Mensch Meier – Zauberer Houdini

Freitagnachmittag die Krennwurzn macht schön langsam Wochenschluss und schaut so nebenbei auf den Bildschirm, weil gerade das GRENKE Chess Classic Baden-Baden läuft und bleibt ein wenig bei der Partie Anand gegen Meier hängen. Der Weltmeister hat nicht wirklich viel aus der Eröffnung herausgeholt, aber die Fangemeinde im Chat hofft doch noch auf einen Sieg des Weltmeisters und die etwas kleinere deutsche Fangemeinde hofft auf ein Remis und als neutraler Beobachter läuft Houdini mit und gibt gerecht einmal dem einen und dann dem anderen ein kleines nichts aussagendes Plus.

mh1

Meier dachte länger nach und plötzlich zeigt Houdini Txg4 mit -+ 3,xx also Gewinn für Schwarz, aber mit der angezeigten Variante kann irgendwas nicht stimmen, denn es taucht der Zug Tc8 statt des besseren Td7 mit Verstellen der Diagonale auf mit dem der Weltmeister später in der Partie das Remis sicher stellen kann. Außerdem kehrt die Maschine dann wieder zu einer remislichen Bewertung zurück und Meier spielte Lxg4 und die Partie endete dann Remis – eine weitere gute Leistung in diesem Turnier war vollbracht: Remis mit Schwarz gegen den Weltmeister.

mh2

Wäre mehr möglich gewesen und warum taucht der Zug Tc8 in den Rechnervarianten auf? Sieht der Zauberer das weltmeisterliche Rettungsmotiv nicht oder ist es doch widerlegbar? Und warum zeigen auch andere Engines Td7 mit Ausgleich – allerdings bei wesentlich geringeren Suchtiefen? Fragen über Fragen und damit war klar, ein Teil des Wochenendes muss für die Analyse der Stellung verwendet werden – und auch der Prozessor wird sich für Endspiele erwärmen müssen, denn ohne Zeit und Strom sind auch Zauberer wehrlos. Und tatsächlich nach längerem Nachdenken stabilisierte sich die Bewertung: die Stellung ist doch für Schwarz gewonnen – sagt der Zauberer!

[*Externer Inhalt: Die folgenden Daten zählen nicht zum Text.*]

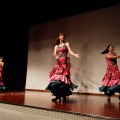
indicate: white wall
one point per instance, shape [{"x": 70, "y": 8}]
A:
[{"x": 88, "y": 34}]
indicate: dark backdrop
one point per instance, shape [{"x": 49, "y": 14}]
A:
[{"x": 15, "y": 19}]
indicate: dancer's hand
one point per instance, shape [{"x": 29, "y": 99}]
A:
[{"x": 77, "y": 55}]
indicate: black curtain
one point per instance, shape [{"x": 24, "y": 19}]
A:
[{"x": 14, "y": 49}]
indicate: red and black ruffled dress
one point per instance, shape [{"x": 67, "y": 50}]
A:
[
  {"x": 60, "y": 83},
  {"x": 111, "y": 80}
]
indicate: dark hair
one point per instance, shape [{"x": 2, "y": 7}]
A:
[
  {"x": 106, "y": 50},
  {"x": 57, "y": 41}
]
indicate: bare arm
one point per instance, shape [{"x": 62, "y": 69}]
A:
[
  {"x": 112, "y": 56},
  {"x": 71, "y": 52},
  {"x": 74, "y": 67},
  {"x": 55, "y": 50}
]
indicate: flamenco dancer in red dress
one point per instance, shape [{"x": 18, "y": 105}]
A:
[
  {"x": 111, "y": 80},
  {"x": 60, "y": 84}
]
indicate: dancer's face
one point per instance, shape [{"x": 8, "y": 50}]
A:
[
  {"x": 61, "y": 37},
  {"x": 68, "y": 60},
  {"x": 111, "y": 48}
]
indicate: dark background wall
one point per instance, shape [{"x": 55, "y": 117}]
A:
[{"x": 15, "y": 20}]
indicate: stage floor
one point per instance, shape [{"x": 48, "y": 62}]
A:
[{"x": 77, "y": 103}]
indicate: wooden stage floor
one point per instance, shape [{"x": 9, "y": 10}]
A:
[{"x": 76, "y": 103}]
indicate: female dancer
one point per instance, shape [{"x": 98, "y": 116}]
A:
[
  {"x": 60, "y": 83},
  {"x": 111, "y": 80}
]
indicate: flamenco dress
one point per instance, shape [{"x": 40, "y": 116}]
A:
[{"x": 60, "y": 84}]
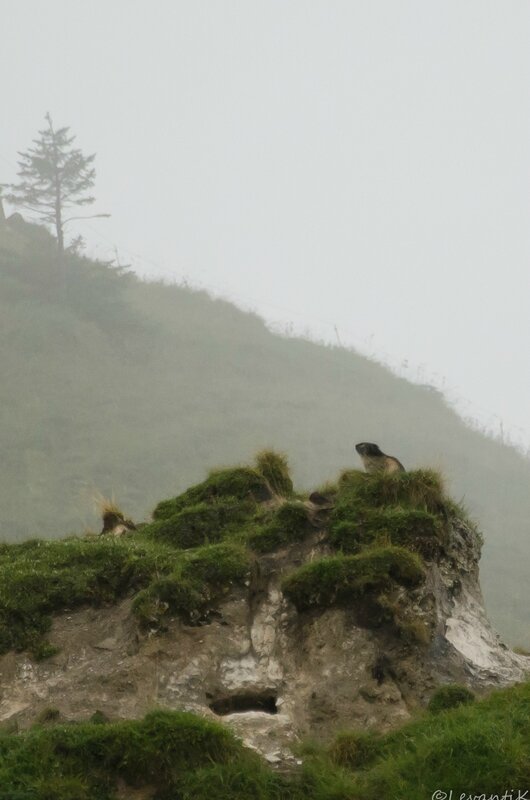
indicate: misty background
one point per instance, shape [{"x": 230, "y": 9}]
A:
[
  {"x": 359, "y": 172},
  {"x": 356, "y": 173}
]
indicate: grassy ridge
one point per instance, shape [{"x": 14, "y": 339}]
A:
[
  {"x": 202, "y": 543},
  {"x": 129, "y": 388},
  {"x": 479, "y": 748}
]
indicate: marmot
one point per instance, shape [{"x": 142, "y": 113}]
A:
[
  {"x": 115, "y": 523},
  {"x": 376, "y": 461}
]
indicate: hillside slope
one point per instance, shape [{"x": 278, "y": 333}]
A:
[{"x": 129, "y": 388}]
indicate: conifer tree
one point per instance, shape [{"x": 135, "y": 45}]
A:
[{"x": 53, "y": 176}]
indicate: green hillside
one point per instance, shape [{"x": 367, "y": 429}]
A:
[
  {"x": 126, "y": 388},
  {"x": 481, "y": 749}
]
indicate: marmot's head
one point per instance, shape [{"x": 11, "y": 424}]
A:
[{"x": 368, "y": 449}]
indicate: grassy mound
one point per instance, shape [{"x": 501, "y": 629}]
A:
[
  {"x": 406, "y": 509},
  {"x": 421, "y": 488},
  {"x": 450, "y": 696},
  {"x": 241, "y": 483},
  {"x": 289, "y": 524},
  {"x": 39, "y": 578},
  {"x": 84, "y": 761},
  {"x": 354, "y": 528},
  {"x": 196, "y": 585},
  {"x": 482, "y": 748},
  {"x": 202, "y": 543},
  {"x": 275, "y": 469},
  {"x": 202, "y": 523},
  {"x": 340, "y": 579}
]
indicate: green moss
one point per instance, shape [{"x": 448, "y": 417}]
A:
[
  {"x": 486, "y": 741},
  {"x": 241, "y": 483},
  {"x": 195, "y": 586},
  {"x": 202, "y": 523},
  {"x": 341, "y": 579},
  {"x": 73, "y": 762},
  {"x": 275, "y": 469},
  {"x": 450, "y": 696},
  {"x": 42, "y": 577},
  {"x": 421, "y": 489},
  {"x": 289, "y": 524},
  {"x": 353, "y": 528}
]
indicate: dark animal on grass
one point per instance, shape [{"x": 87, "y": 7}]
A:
[{"x": 375, "y": 461}]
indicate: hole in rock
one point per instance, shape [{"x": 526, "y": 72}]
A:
[{"x": 250, "y": 701}]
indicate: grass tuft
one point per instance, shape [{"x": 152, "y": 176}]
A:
[
  {"x": 275, "y": 469},
  {"x": 450, "y": 696}
]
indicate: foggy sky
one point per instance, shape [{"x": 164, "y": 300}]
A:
[{"x": 358, "y": 165}]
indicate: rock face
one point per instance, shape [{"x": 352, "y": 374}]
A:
[{"x": 271, "y": 673}]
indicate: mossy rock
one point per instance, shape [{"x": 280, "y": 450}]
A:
[
  {"x": 450, "y": 696},
  {"x": 39, "y": 578},
  {"x": 341, "y": 578},
  {"x": 421, "y": 489},
  {"x": 289, "y": 524},
  {"x": 240, "y": 483},
  {"x": 203, "y": 523},
  {"x": 353, "y": 528},
  {"x": 196, "y": 585},
  {"x": 85, "y": 761}
]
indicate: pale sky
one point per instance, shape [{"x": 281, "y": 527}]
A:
[{"x": 363, "y": 165}]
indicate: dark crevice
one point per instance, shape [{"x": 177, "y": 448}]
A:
[{"x": 250, "y": 701}]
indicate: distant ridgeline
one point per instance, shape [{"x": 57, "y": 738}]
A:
[{"x": 127, "y": 388}]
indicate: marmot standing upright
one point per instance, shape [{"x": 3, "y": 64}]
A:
[{"x": 374, "y": 460}]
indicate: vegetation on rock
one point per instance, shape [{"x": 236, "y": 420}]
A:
[
  {"x": 174, "y": 754},
  {"x": 341, "y": 579},
  {"x": 450, "y": 696},
  {"x": 117, "y": 393}
]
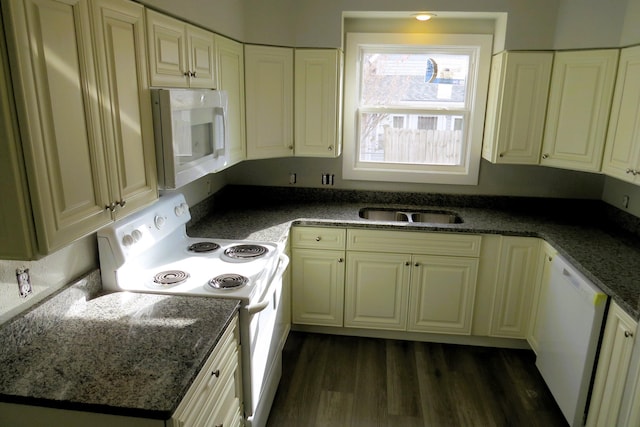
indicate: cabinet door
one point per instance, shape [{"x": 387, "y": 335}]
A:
[
  {"x": 17, "y": 236},
  {"x": 230, "y": 63},
  {"x": 50, "y": 47},
  {"x": 376, "y": 290},
  {"x": 317, "y": 287},
  {"x": 612, "y": 368},
  {"x": 579, "y": 104},
  {"x": 318, "y": 81},
  {"x": 442, "y": 294},
  {"x": 622, "y": 150},
  {"x": 516, "y": 106},
  {"x": 124, "y": 97},
  {"x": 545, "y": 259},
  {"x": 269, "y": 101},
  {"x": 514, "y": 288},
  {"x": 168, "y": 64},
  {"x": 202, "y": 65}
]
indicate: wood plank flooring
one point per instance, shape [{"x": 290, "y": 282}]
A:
[{"x": 337, "y": 381}]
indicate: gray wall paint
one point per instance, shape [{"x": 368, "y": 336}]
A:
[{"x": 535, "y": 181}]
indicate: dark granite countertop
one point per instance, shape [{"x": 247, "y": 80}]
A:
[
  {"x": 600, "y": 241},
  {"x": 120, "y": 353}
]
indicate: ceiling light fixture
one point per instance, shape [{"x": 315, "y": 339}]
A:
[{"x": 423, "y": 16}]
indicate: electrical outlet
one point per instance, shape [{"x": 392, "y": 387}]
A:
[{"x": 24, "y": 282}]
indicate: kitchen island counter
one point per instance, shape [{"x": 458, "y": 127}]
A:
[
  {"x": 120, "y": 353},
  {"x": 597, "y": 239}
]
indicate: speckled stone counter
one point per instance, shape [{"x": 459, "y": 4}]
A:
[
  {"x": 120, "y": 353},
  {"x": 600, "y": 241}
]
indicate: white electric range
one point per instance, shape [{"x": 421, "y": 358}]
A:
[{"x": 150, "y": 252}]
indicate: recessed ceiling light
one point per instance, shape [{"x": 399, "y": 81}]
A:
[{"x": 423, "y": 16}]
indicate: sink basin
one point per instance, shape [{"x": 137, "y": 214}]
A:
[{"x": 428, "y": 216}]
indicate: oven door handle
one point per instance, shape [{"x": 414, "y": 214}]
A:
[{"x": 283, "y": 263}]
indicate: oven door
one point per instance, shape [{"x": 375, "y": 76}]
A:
[{"x": 263, "y": 347}]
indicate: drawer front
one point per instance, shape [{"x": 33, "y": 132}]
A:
[
  {"x": 318, "y": 238},
  {"x": 219, "y": 365},
  {"x": 455, "y": 244}
]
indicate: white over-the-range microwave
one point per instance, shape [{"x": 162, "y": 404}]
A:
[{"x": 190, "y": 127}]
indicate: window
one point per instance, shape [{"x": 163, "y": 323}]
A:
[{"x": 414, "y": 107}]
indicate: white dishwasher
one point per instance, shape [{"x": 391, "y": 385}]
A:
[{"x": 572, "y": 315}]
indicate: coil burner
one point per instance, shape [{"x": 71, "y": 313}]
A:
[
  {"x": 228, "y": 281},
  {"x": 201, "y": 247},
  {"x": 171, "y": 277},
  {"x": 245, "y": 252}
]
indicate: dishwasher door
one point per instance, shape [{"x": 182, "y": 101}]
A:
[{"x": 572, "y": 315}]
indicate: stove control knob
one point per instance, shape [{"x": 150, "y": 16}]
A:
[
  {"x": 127, "y": 240},
  {"x": 136, "y": 235},
  {"x": 181, "y": 209},
  {"x": 159, "y": 221}
]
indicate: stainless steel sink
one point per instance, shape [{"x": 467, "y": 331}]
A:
[{"x": 427, "y": 216}]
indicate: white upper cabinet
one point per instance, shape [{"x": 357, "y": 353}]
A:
[
  {"x": 516, "y": 106},
  {"x": 230, "y": 63},
  {"x": 85, "y": 139},
  {"x": 318, "y": 101},
  {"x": 180, "y": 55},
  {"x": 269, "y": 101},
  {"x": 622, "y": 150},
  {"x": 579, "y": 104},
  {"x": 125, "y": 100},
  {"x": 281, "y": 97}
]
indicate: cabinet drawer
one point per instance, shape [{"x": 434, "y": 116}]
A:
[
  {"x": 456, "y": 244},
  {"x": 222, "y": 361},
  {"x": 318, "y": 238}
]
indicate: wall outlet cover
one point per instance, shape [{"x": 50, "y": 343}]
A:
[{"x": 24, "y": 282}]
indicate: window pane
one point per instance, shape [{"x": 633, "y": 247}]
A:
[
  {"x": 424, "y": 139},
  {"x": 418, "y": 79}
]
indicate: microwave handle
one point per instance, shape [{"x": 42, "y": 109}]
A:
[{"x": 220, "y": 143}]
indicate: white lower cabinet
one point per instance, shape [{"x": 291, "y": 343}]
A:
[
  {"x": 517, "y": 263},
  {"x": 443, "y": 293},
  {"x": 612, "y": 371},
  {"x": 215, "y": 396},
  {"x": 545, "y": 258},
  {"x": 376, "y": 290},
  {"x": 317, "y": 276},
  {"x": 411, "y": 281},
  {"x": 392, "y": 280}
]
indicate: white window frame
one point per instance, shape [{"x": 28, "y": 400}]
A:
[{"x": 464, "y": 174}]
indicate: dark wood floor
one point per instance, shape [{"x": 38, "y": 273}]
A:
[{"x": 340, "y": 381}]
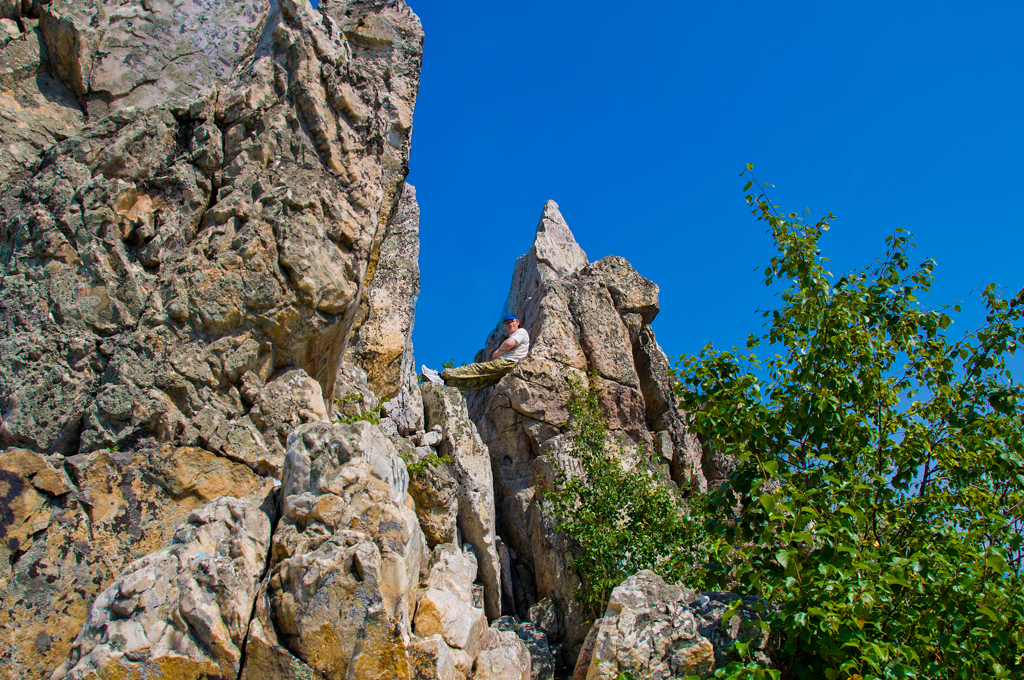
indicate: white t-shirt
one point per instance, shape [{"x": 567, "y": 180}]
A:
[{"x": 519, "y": 350}]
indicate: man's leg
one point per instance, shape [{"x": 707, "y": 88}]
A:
[{"x": 477, "y": 376}]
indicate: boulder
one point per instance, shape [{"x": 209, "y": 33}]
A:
[
  {"x": 167, "y": 259},
  {"x": 542, "y": 662},
  {"x": 435, "y": 492},
  {"x": 266, "y": 656},
  {"x": 471, "y": 464},
  {"x": 182, "y": 610},
  {"x": 383, "y": 329},
  {"x": 431, "y": 660},
  {"x": 288, "y": 400},
  {"x": 347, "y": 554},
  {"x": 442, "y": 612},
  {"x": 656, "y": 630}
]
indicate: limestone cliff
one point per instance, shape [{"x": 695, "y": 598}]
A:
[
  {"x": 582, "y": 316},
  {"x": 194, "y": 194},
  {"x": 215, "y": 459}
]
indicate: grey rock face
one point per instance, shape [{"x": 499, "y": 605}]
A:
[
  {"x": 471, "y": 465},
  {"x": 505, "y": 657},
  {"x": 347, "y": 554},
  {"x": 662, "y": 631},
  {"x": 581, "y": 316},
  {"x": 181, "y": 610},
  {"x": 542, "y": 662},
  {"x": 67, "y": 537},
  {"x": 172, "y": 258},
  {"x": 180, "y": 269},
  {"x": 383, "y": 329}
]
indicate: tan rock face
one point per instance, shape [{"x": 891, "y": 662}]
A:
[
  {"x": 431, "y": 660},
  {"x": 180, "y": 275},
  {"x": 505, "y": 657},
  {"x": 471, "y": 465},
  {"x": 67, "y": 539},
  {"x": 183, "y": 610},
  {"x": 168, "y": 261},
  {"x": 384, "y": 326},
  {"x": 347, "y": 554},
  {"x": 581, "y": 316},
  {"x": 649, "y": 628}
]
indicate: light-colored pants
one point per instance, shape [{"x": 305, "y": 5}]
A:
[{"x": 477, "y": 376}]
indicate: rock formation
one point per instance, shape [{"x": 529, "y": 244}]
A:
[
  {"x": 582, "y": 316},
  {"x": 215, "y": 459},
  {"x": 664, "y": 632}
]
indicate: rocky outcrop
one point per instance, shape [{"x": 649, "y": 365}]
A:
[
  {"x": 504, "y": 657},
  {"x": 470, "y": 462},
  {"x": 582, "y": 317},
  {"x": 183, "y": 610},
  {"x": 68, "y": 537},
  {"x": 383, "y": 329},
  {"x": 193, "y": 196},
  {"x": 171, "y": 259},
  {"x": 663, "y": 631},
  {"x": 347, "y": 554}
]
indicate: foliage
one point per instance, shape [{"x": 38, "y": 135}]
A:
[
  {"x": 619, "y": 521},
  {"x": 877, "y": 505},
  {"x": 417, "y": 467}
]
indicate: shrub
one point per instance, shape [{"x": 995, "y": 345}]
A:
[
  {"x": 617, "y": 521},
  {"x": 881, "y": 474}
]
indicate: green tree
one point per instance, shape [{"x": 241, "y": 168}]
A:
[
  {"x": 617, "y": 520},
  {"x": 877, "y": 507}
]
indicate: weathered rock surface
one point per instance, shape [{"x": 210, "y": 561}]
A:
[
  {"x": 659, "y": 631},
  {"x": 169, "y": 260},
  {"x": 180, "y": 268},
  {"x": 471, "y": 464},
  {"x": 431, "y": 660},
  {"x": 436, "y": 494},
  {"x": 36, "y": 108},
  {"x": 384, "y": 325},
  {"x": 505, "y": 657},
  {"x": 183, "y": 610},
  {"x": 542, "y": 662},
  {"x": 67, "y": 538},
  {"x": 347, "y": 554},
  {"x": 582, "y": 316}
]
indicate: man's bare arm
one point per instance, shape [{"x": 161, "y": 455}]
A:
[{"x": 505, "y": 348}]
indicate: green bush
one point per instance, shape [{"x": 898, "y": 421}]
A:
[
  {"x": 619, "y": 521},
  {"x": 881, "y": 479}
]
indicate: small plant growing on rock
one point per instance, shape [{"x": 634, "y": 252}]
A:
[
  {"x": 418, "y": 467},
  {"x": 619, "y": 520}
]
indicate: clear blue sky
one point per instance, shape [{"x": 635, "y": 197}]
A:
[{"x": 638, "y": 119}]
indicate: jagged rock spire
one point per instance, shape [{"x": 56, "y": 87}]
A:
[{"x": 554, "y": 254}]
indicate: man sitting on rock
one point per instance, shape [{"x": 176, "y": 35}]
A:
[{"x": 478, "y": 376}]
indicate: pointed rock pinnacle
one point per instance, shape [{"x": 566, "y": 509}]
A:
[{"x": 554, "y": 254}]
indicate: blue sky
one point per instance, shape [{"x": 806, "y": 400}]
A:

In Kirchen und Fangemeinden wird ja gerne geglaubt, aber der aufgeklärte Mensch prüft doch lieber selber nach und stellt dann seine – naja wollen doch wir ehrlich bleiben: jene der Maschine – also ihre Erkenntnisse der Öffentlichkeit zur strengen Überprüfung!

m1

47. ... Txg4!! gewinnt also – schauen wir weiter die Bauern laufen
48.a6 h3
49.a7 Le4

m2

In dieser Stellung wollte der Rechner in der Vorausberechnung lange Zeit 50. Tc8 ziehen, um den Bauern direkt beim Einzug zu unterstützen, aber der Plan mit der Verstellung der Läuferdiagonale ist – wie uns der Weltmeister zeigte – schlicht stärker

50.Td7

m3

Aber anders als in der Partie kann Schwarz hier kontern:

50. ... Th4!! (nach h2 könnte Weiß wieder die Diagonale verstellen und ins Remis entkommen.)

m4

Aber was kann Weiß nun machen? 51.Td5? Lxd5 52.cxd5 Th8 und wer hält den h-Bauern auf? Möglicherweise hätte hier der Weltmeister schon die Waffen gestreckt, denn

51. f3

um den Läufer gegen den Bauern opfern zu können ist für einen Computer sicherlich eine Option – einem Menschen gefallen solche Züge nur, wenn sie nicht nur verlustverzögernd wirken.

51 . ... Lxf3 what else?
52. Lf2 Th8 (sogar 52. ... h2 Lxh4 h1D sieht der Computer nun als gewonnen an)

m5

53.Lg1 h2    (Weiß hätte auch sofort 52. Lg1 spielen können 52. ....h2  53. Txh2+ 54. Kc3 Th7 - aber Computer lieben es die Niederlage um einen Zug zu verzögern)
54.Lxh2 Txh2+
55.Kc3 Th7
56.Td3 La8
57.b4 Txa7

Und es ist vorbei und die Sensation wäre perfekt gewesen: der amtierende Weltmeister und spätere Turniersieger wäre geschlagen gewesen.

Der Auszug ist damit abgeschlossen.